September 16, 2014

MapR Puts Apache Drill into Hadoop Distro

Alex Woodie

Organizations today demand tools that provide familiar SQL-based access to data stored on HDFS. Today, MapR Technologies gave its customers yet another SQL interface when it announced support for Apache Drill 0.5 in the new release of its commercial Hadoop distribution, MapR 4.0.1.

Apache Drill is an open source framework that delivers a full SQL-compliant interface that allows users to query unstructured data stored on HDFS for data discovery purposes. The project, which is backed by MapR and is an Apache incubator project, is based in large part on Google‘s Dremel and was designed to provide a low-latency, schema-on-read query capability against trillions of data points that range well into the multi-petabyte range.

According to the folks at MapR, Apache Drill lets analysts and developers explore unstructured data through good old SQL, without requiring the assistance of a DBA or somebody else to cleanse, transform, and package the data.

“This whole data exploration step is a gap,” says MapR chief marketing officer Jack Norris. “You have to go through IT to do the plumbing, the ETL, the processing. That structured approach works really well when you know what you’re looking for, when you understand the data and you want to organize it in such a fashion to support very rapid and in-depth analysis. What we’re talking about with big data is, even before you’re doing some of these heavy duty analytics and listening to what’s going on, you want to understand what’s there.”

That level of data exploration is not possible using other SQL-on-Hadoop products, all of which require data to be hammered into a schema before accessing, Norris says. “Every other [SQL] solution in a Hadoop environment is about fixed schemas,” he says. “It’s basically taking the design center we had in a relational database world and using that same design center in big data.

Apache Drill is unique in that it allows users to query unstructured data, namely JSON, without first flattening the data or hammering it into a fixed schema (although it will also work against structured data if you’ve already taken the effort to stratighten in out).
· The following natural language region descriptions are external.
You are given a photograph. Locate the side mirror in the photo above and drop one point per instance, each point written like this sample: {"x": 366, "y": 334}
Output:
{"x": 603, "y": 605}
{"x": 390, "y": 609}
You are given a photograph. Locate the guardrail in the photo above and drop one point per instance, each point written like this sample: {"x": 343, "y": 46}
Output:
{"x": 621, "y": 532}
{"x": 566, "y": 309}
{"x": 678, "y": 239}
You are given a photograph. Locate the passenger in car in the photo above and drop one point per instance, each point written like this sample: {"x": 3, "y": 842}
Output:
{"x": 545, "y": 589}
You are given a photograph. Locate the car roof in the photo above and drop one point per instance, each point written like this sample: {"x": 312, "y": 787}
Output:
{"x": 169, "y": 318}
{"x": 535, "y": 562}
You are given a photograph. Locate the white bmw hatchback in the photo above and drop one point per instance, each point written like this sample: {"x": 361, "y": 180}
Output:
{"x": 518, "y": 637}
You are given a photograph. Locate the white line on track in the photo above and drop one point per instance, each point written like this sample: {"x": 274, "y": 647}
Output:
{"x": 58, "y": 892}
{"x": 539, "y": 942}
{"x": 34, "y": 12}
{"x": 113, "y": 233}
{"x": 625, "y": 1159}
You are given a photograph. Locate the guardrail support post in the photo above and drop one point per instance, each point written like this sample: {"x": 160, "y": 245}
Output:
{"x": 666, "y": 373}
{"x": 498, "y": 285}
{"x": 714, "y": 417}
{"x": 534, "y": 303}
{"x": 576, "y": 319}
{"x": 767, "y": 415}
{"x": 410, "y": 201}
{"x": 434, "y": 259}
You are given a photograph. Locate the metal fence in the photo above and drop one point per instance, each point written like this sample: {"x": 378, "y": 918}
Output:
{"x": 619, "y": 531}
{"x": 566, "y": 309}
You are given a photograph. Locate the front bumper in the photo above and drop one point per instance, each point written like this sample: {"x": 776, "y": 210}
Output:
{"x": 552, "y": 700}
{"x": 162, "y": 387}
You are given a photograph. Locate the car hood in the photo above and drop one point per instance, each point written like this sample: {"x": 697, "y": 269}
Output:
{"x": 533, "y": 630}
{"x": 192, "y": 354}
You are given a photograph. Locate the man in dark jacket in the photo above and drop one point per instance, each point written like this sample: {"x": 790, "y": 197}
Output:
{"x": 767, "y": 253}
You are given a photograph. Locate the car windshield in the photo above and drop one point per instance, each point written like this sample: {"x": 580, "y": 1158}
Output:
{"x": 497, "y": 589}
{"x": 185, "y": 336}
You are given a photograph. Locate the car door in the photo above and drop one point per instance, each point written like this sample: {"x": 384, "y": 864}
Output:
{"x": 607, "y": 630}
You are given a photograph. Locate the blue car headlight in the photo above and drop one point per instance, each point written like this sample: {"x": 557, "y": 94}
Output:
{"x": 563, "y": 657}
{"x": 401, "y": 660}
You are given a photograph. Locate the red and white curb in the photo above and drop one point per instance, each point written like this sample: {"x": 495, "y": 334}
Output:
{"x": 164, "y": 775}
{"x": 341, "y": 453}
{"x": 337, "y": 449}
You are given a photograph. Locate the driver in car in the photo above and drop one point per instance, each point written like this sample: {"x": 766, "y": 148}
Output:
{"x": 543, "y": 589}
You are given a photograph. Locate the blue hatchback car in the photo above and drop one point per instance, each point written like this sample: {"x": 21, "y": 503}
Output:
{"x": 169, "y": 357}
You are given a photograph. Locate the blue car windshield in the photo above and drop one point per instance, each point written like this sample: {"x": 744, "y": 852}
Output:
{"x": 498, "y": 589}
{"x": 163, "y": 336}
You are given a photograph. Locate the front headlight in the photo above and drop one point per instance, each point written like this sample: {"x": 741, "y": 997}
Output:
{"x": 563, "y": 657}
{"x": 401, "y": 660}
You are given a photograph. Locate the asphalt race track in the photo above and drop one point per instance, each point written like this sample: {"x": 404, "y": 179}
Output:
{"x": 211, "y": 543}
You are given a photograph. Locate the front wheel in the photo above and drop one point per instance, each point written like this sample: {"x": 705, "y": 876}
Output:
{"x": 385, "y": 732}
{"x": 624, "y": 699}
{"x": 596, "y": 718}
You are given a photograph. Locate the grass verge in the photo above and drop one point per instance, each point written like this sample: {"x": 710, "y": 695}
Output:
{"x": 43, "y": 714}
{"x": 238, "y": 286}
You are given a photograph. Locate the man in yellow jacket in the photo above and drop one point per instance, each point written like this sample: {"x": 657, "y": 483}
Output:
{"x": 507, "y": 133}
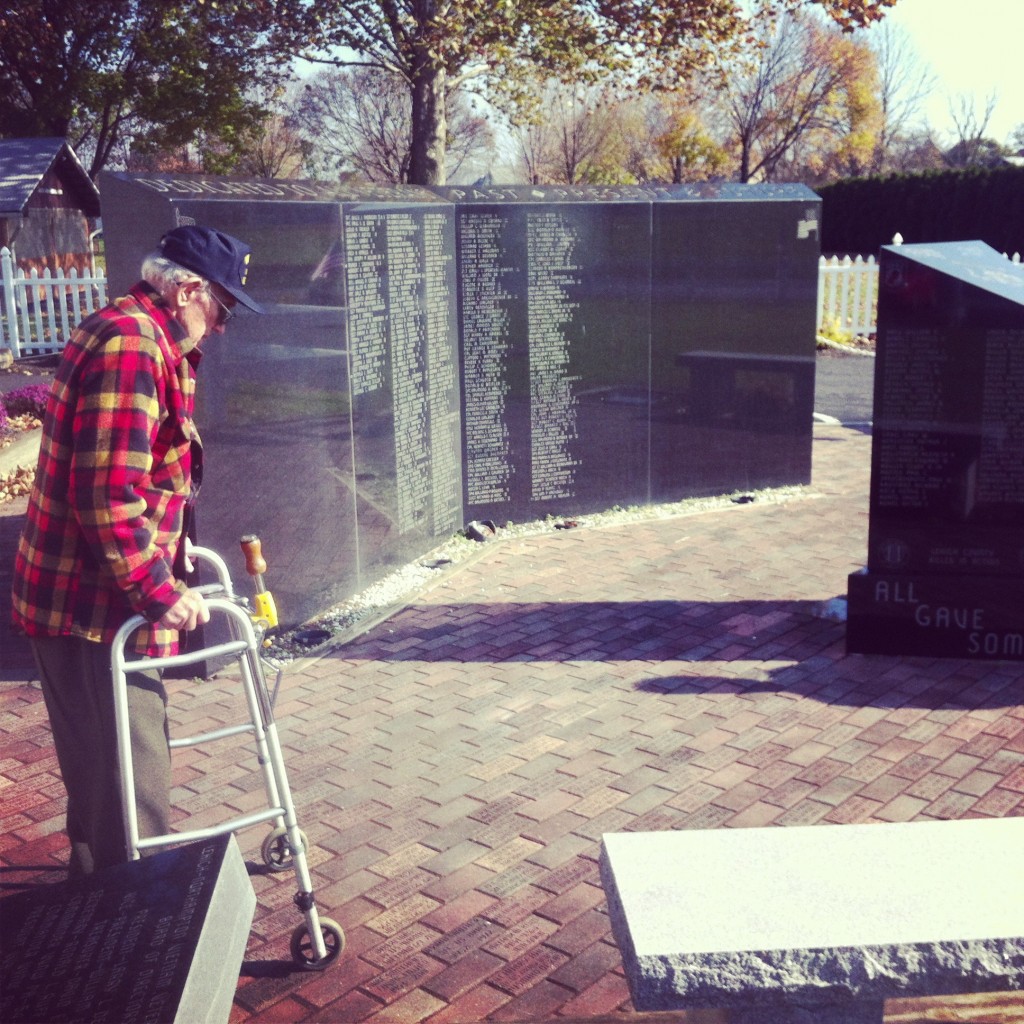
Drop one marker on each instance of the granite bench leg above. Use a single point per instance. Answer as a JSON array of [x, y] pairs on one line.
[[817, 925]]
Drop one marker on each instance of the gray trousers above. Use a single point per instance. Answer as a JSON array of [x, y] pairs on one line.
[[78, 689]]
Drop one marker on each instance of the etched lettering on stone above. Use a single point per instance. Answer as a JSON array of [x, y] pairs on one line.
[[485, 266], [553, 271]]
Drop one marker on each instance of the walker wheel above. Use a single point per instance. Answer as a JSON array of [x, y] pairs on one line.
[[276, 851], [302, 945]]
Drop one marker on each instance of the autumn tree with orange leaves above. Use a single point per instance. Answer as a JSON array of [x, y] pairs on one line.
[[434, 46]]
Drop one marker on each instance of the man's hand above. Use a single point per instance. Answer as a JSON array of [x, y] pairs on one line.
[[187, 612]]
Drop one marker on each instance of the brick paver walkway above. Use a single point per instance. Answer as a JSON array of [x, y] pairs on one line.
[[456, 766]]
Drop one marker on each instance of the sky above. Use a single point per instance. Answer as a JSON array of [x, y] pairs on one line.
[[973, 47]]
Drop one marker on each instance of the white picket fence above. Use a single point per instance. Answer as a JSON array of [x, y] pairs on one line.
[[848, 295], [38, 311]]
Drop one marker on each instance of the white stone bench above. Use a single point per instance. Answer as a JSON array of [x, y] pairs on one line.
[[817, 925]]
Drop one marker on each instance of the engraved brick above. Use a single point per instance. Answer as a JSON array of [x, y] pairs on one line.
[[410, 974], [473, 934], [527, 970], [521, 937]]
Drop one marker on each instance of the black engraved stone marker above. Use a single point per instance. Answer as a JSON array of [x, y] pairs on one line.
[[945, 552], [158, 939], [434, 356]]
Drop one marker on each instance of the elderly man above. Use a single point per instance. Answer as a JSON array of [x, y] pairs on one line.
[[119, 466]]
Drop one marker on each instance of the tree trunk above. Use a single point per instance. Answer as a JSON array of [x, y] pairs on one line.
[[429, 135]]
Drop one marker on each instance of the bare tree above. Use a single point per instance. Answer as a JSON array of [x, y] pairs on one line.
[[583, 136], [801, 75], [970, 125]]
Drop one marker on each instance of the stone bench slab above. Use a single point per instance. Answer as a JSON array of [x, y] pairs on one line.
[[820, 923]]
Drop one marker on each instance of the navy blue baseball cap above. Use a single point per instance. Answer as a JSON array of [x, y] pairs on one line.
[[213, 255]]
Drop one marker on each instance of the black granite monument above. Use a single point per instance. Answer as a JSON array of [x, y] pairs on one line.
[[433, 356], [945, 555], [157, 939]]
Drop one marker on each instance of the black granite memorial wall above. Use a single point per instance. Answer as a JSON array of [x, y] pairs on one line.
[[945, 554], [433, 356]]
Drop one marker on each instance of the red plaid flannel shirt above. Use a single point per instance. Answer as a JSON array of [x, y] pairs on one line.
[[105, 514]]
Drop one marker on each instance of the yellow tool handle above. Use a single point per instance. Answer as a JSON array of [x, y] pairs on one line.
[[266, 609]]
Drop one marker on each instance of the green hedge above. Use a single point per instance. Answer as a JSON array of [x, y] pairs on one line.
[[861, 214]]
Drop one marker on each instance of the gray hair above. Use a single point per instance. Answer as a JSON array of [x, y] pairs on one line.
[[164, 274]]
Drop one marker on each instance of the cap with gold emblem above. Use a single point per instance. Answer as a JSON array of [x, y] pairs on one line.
[[213, 255]]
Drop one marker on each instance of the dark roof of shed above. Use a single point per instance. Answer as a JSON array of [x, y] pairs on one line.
[[24, 162]]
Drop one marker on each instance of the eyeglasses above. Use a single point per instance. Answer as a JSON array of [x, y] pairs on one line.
[[226, 313]]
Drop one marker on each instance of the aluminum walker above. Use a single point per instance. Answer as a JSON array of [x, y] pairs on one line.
[[318, 941]]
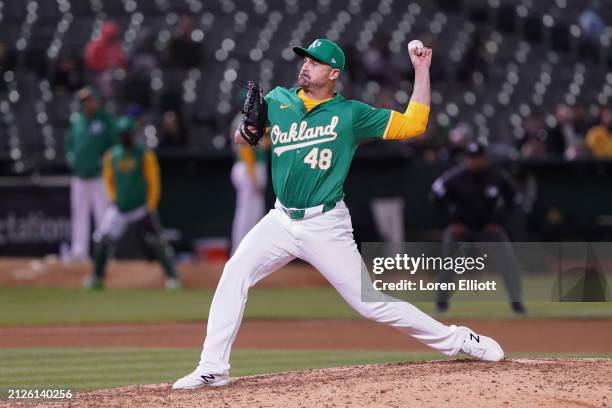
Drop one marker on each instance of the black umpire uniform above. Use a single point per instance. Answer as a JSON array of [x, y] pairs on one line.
[[475, 195]]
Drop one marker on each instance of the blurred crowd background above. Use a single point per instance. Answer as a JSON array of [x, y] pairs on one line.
[[530, 79]]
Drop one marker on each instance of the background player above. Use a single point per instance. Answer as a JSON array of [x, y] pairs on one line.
[[132, 181], [90, 134], [314, 133], [475, 195]]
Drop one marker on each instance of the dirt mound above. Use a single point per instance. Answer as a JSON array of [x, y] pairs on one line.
[[520, 383]]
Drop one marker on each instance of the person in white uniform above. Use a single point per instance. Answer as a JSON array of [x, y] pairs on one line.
[[91, 132], [314, 133]]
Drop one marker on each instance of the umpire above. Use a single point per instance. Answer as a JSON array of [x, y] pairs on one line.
[[132, 182], [475, 195]]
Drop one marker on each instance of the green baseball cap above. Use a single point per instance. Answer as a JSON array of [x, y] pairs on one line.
[[325, 51], [125, 124]]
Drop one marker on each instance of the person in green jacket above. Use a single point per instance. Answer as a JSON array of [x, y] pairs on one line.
[[91, 133], [132, 183]]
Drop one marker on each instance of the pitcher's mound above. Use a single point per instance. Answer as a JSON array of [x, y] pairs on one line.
[[455, 383]]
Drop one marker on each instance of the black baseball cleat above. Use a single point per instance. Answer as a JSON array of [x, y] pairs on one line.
[[199, 379], [441, 307], [518, 308]]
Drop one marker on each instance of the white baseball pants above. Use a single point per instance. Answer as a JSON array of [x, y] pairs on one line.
[[326, 242], [250, 200], [86, 196]]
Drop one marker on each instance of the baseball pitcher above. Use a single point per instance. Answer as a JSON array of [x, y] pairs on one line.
[[250, 177], [314, 133], [132, 181]]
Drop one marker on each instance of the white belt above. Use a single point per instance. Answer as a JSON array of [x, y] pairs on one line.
[[304, 213]]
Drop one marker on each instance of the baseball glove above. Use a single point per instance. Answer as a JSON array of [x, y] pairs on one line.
[[254, 113]]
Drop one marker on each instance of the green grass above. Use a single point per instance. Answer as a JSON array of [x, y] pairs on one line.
[[86, 368], [20, 306]]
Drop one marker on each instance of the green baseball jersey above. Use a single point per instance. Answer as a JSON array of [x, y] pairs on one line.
[[87, 140], [312, 151], [130, 174]]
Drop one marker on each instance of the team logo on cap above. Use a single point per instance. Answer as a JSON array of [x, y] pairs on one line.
[[315, 44]]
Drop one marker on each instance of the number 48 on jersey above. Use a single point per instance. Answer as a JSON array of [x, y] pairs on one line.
[[316, 159]]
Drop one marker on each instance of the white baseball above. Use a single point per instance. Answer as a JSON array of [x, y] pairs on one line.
[[415, 45]]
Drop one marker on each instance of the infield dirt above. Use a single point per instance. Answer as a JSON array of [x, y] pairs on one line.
[[457, 383]]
This gives MapR customers powerful new tools to analyze clickstream data collected from the Web and other Internet of Things workloads, and will fit in with other SQL tools, like Hive, Impala, and Spark SQL, all of which MapR includes in its distribution.

The need for fixed schemas is “one of the dirty little secrets about Hadoop,” says MapR vice president of marketing Steve Wooledge. “When Hadoop first came out everybody was excited about it because of the file system [and that] you can put in data without needing to do ETL. But what nobody talks about is, if you want to open it up to anybody with a query language, it’s back to the same old data warehousing paradigm of creating that schema in advance.”

Wooledge equates the schema-on-discovery capability of Apache Drill to using a search interface to navigate an email inbox. Ten or 20 years ago, most people would organize email by storing them in folders. “But now that email has exploded so much, I don’t know about you, but I’ve given up on folders,” he says. “I just let it all sit in my inbox and I search it. That’s the way you’ve got to look at data these days. You’ve just got to be able to query it. You don’t’ have time to structure it.”

Another advantage of Drill is its support for ANSI SQL. It uses plain SQL, not a SQL-like dialect, such as Hive and its HiveQL langague. Cloudera, the major backer of Impala, is working on supporting more of the analytic commands of the ANSI SQL standard.

Apache Drill 0.5 is one of the new features in the new 4.0.1 release of MapR’s Hadoop distribution, which is based on Hadoop 2.4. Another major new feature in 4.0.1 is the ability to run Hadoop version 1 applications within a Hadoop 2/YARN environment.

While YARN has garnered a lot of attention in the Hadoop environment for its capability to divvy up Hadoop cluster resources among competition workloads, some of the compatibility issues have been glossed over, according to Wooledge. Namely, if they want to move their upgrade their cluster to Hadoop 2 and YARN, they’re forced to rewrite their first-gen MapReduce (MR1) jobs into YARN-compatible MapReduce 2 (MR2) jobs.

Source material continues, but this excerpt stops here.